Par Marie-Noëlle
Tranchant
Pas de Mostra de Venise
sans George Clooney: c'est toujours la star hollywoodienne favorite, sur la
lagune. Cette année, l'acteur laisse la place au réalisateur, qui présente en
compétition son sixième film, Suburbicon. Une comédie noire sur un ancien
scénario des frères Coen écrit en 1985.
Ils commencent par planter
le décor: Suburbicon est une petite ville américaine des années 50, vantée par
un catalogue publicitaire: tout confort, charme, tranquillité, sécurité. Le
film va faire voler en éclats cette façade idyllique en révélant peu à peu les
turpitudes cachées, racisme, corruption, cupidité, vices et crimes privés.
C'est une charge contre les «Caucasiens» ordinaires, qui avance d'abord sur un
mode feutré, et finit dans une folie presque dans le Grand guignol. Le film est
inégal, avec de bonnes caricatures mais des baisses de rythme, un côté déjà vu,
mais des trouvailles hilarantes.
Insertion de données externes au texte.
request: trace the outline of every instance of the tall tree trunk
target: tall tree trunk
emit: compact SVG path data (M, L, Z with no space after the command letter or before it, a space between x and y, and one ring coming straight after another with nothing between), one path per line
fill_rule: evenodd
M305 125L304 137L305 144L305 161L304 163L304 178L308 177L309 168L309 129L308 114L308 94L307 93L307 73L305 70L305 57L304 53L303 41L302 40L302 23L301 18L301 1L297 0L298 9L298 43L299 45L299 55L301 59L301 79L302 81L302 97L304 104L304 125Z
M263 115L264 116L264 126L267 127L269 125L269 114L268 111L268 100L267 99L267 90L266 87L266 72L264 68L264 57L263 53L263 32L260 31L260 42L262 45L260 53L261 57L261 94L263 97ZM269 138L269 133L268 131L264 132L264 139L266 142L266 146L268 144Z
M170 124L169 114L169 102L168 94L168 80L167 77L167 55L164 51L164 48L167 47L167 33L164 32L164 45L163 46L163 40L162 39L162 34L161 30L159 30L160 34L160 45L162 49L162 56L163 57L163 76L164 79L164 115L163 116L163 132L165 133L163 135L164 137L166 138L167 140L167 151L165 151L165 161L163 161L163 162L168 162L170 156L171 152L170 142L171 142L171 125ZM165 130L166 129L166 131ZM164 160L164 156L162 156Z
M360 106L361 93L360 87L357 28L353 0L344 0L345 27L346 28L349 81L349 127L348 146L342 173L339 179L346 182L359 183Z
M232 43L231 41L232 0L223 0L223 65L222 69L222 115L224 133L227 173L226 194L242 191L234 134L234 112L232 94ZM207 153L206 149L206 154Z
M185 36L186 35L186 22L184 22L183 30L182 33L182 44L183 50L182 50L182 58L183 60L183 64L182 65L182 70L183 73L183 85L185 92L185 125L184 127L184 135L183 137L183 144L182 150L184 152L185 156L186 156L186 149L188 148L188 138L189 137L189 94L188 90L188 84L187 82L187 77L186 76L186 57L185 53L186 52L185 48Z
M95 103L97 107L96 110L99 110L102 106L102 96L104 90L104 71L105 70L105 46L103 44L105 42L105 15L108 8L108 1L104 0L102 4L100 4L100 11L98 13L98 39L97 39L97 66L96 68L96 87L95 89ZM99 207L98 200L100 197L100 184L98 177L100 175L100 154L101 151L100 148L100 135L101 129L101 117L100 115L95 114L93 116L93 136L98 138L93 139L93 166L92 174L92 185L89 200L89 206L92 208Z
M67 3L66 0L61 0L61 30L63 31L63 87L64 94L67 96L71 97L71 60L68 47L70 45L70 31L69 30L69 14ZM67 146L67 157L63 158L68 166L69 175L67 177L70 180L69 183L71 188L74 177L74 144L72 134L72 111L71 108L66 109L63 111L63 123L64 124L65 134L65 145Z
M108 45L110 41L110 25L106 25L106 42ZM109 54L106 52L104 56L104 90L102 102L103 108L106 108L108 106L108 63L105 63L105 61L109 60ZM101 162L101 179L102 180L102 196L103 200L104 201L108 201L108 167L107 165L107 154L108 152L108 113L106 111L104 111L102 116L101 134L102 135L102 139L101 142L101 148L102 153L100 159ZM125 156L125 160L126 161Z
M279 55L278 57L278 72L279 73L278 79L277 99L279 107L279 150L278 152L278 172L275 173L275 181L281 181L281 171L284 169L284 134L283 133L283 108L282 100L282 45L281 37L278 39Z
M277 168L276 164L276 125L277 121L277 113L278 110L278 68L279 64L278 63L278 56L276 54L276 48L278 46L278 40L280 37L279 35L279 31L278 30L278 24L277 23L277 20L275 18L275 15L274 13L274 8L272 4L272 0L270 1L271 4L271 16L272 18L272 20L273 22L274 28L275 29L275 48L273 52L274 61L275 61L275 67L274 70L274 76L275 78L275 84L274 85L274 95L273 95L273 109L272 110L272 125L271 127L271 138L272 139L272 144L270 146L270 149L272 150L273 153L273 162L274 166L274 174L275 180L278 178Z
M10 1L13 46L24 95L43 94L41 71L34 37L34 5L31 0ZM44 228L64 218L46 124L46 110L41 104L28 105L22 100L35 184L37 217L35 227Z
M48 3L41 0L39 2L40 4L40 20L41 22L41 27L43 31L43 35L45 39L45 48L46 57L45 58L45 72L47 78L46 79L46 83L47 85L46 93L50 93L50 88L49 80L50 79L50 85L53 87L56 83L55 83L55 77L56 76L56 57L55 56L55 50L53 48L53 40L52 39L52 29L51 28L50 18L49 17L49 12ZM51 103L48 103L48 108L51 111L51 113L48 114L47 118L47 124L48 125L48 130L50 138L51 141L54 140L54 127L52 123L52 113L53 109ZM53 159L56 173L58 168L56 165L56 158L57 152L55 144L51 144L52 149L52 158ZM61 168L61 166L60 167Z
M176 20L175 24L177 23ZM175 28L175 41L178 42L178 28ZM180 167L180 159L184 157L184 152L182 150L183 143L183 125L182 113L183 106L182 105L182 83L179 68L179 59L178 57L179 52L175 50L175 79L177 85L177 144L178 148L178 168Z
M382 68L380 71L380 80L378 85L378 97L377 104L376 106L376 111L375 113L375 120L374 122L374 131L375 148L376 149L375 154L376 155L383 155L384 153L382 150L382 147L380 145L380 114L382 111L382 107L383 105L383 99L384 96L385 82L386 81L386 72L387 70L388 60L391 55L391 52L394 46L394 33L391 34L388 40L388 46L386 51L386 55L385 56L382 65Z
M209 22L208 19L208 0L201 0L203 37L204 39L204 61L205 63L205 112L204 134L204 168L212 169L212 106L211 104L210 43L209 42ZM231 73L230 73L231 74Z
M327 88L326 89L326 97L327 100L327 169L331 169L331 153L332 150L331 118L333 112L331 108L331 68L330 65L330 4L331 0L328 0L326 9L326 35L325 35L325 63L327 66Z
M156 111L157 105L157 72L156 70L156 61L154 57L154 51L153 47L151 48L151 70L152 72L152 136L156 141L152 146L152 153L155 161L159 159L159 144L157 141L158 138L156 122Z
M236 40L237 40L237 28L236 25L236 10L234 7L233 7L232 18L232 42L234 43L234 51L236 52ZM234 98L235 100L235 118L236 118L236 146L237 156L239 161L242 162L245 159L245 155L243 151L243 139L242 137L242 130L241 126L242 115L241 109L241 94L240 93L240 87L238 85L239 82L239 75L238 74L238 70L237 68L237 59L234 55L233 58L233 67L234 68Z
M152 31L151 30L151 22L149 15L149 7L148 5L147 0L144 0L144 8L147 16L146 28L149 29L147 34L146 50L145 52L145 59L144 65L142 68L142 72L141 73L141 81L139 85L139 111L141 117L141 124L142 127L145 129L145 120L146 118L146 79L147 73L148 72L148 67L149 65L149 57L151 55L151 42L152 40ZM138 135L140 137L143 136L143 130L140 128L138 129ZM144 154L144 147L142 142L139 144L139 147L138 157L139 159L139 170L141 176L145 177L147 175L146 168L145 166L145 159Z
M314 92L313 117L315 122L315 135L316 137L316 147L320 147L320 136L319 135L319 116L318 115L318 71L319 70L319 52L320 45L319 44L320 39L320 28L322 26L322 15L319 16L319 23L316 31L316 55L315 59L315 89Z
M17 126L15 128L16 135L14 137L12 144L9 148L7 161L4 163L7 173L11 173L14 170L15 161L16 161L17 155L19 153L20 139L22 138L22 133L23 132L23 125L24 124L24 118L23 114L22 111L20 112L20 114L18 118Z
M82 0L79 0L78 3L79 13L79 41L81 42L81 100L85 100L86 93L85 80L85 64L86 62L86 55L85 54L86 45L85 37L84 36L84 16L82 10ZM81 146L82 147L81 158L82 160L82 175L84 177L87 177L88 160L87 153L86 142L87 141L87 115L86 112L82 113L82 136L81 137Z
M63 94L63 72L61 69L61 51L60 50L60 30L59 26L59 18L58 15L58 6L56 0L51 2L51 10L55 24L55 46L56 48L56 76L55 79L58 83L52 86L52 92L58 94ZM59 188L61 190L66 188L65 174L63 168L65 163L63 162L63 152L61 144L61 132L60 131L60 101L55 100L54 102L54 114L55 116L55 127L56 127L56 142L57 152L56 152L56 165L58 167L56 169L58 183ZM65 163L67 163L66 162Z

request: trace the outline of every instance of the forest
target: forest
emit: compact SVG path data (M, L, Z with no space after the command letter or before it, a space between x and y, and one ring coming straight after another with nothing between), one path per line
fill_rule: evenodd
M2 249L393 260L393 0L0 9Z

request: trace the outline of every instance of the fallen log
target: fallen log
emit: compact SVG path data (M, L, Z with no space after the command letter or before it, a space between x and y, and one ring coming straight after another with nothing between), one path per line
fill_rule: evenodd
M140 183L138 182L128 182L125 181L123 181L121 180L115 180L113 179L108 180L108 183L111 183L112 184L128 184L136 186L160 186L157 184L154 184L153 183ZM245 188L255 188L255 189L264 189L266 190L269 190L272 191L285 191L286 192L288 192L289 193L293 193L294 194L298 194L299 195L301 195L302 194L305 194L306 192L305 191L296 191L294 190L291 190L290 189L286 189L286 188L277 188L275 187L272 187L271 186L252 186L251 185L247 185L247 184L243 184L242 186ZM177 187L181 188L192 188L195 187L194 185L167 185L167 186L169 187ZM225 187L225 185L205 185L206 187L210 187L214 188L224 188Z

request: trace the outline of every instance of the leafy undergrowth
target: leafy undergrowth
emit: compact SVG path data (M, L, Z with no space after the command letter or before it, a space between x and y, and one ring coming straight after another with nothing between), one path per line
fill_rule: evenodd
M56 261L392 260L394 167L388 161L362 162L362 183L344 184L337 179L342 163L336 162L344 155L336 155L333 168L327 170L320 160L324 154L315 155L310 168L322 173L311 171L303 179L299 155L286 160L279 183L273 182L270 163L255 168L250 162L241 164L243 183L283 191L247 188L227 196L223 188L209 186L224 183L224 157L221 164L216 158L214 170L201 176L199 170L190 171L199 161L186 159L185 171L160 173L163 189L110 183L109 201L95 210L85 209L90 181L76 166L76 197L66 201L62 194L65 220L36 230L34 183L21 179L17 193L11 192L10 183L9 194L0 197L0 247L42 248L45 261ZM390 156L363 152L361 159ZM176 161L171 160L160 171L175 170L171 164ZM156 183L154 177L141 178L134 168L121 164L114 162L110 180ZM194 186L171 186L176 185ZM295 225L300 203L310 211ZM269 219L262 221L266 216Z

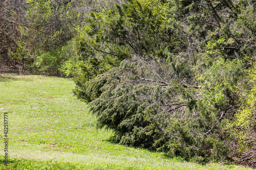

Et Matt Damon et Julianne Moore font un
excellent couple infernal d'Américains moyens.
«Si vous allez aux
États-Unis, vous vous rendrez compte à quel point le pays est en colère»
George Clooney
George Clooney insiste
pourtant moins sur l'humour que sur la colère: «Aujourd'hui où on parle de faire
l'Amérique great again comme dans les années 50, c'est intéressant de soulever
le rideau pour voir ce qu'il y avait derrière. Et on voit que toutes les
questions qui inquiètent actuellement étaient déjà là. Il faut deux ans pour
faire un film, et en général, les choses ont évolué. Mais l'actualité montre
que ce n'est pas le cas. Si vous allez aux États-Unis, vous vous rendrez compte
à quel point le pays est en colère. Il y a un nuage noir qui plane. Les
institutions fonctionnent, mais les gens sont furieux. Et je ne pense pas que
ce soit une chose négative. Alors, oui, c'est un film en colère. On le voulait
drôle mais en colère».
«C'est le portrait d'une
famille traditionnelle qui contient des éléments d'horreur», renchérit Julianne
Moore, qui joue deux rôles celui de Rose, femme sacrifiée de Matt Damon, et
celui de Maggie, sa sœur jumelle doucereuse et criminelle. «Ce sont des gens
très gentils, assure George Clooney. Mais on voit comment les monstres sont
créés, peu à peu, et se créent eux-mêmes». Le film aborde la question de la
ségrégation, avec l'installation à Suburbicon d'une famille noire. «On a pensé
après-guerre que la question des droits civils allait être résolue, que ça
allait marcher. Mais on s'est aperçu que certaines personnes seulement pouvaient
nager dans la piscine. Il y a les droits et ce qui reste inscrit dans la
mentalité des gens. C'est toute notre histoire américaine, et elle est
compliquée».
Mais il ne veut pas
désespérer: «Le film est basé sur le regard d'un enfant (le fils de Matt Damon,
qui découvre les démons de son père NDLR), parce qu'il montre la violence
contre les personnes sans défense. Et à la fin, on le voit jouer au base-ball
avec son petit voisin noir. On voulait donner l'impression qu'ils ont vécu leur
pire cauchemar, et que quelque chose d'autre est possible, traduit par la
musique d'Alexandre Desplat. Je suis un grand patriote et un grand optimiste:
j'espère qu'ils connaîtront un monde meilleur».